You might be surprised to know how critical etc host file could be. I learned the importance of it and thought about sharing some of the details.
Use of etc Host File
We all are familiar with host file & information in it. Most basic use of the etc host is to map to a hostname to IP (i.e 127.0.0.1 ) like localhost. There are other uses as well, let’s understand by an example.
Let’s see how things work when you type google.com in any web browser.
Browser as a client would make a DNS request that is what we know. But, In reality, Operating System (OS) checks host file entry first before making a DNS request to resolve IP of the domain. If local DNS found in the local host file then OS picks the local DNS. Then OS uses ARP (Address Resolution Protocol ) to find out destination MAC (media access control) or Physical address.
Then OS handshake begins with destination host through TCP/IP Protocol & start sending the data. Will explain working knowledge of data packets & OSI model in some other posts. For now, just for host file.
Security Aspect of etc Host File
Used by Hackers: Hackers use this file when they wish to redirect traffic of the application to the proxy server. Hackers set up the proxy server before they modify host file. This technique called active network traffic capturing. Basically, Hackers get all the network traffic from your server or machine. It helps hackers to run an analysis & understand insights of application.
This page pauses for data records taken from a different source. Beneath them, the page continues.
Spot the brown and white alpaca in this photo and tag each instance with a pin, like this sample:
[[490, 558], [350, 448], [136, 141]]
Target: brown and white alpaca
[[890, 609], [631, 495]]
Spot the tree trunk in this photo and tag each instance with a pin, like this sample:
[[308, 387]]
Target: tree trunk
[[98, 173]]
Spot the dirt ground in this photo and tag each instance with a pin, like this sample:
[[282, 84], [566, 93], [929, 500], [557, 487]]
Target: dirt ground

Even they can decode the actual application logs. And, server network traffic helps hackers a lot in breaking the application further.
Used by Anti-virus & Security Products: Some antivirus & security products track changes to the system’s hosts because changes are a sign of malware. You might need to disable the product’s protection if you want to change the host file.
Note: A suggestion would be have proper privilege on host file.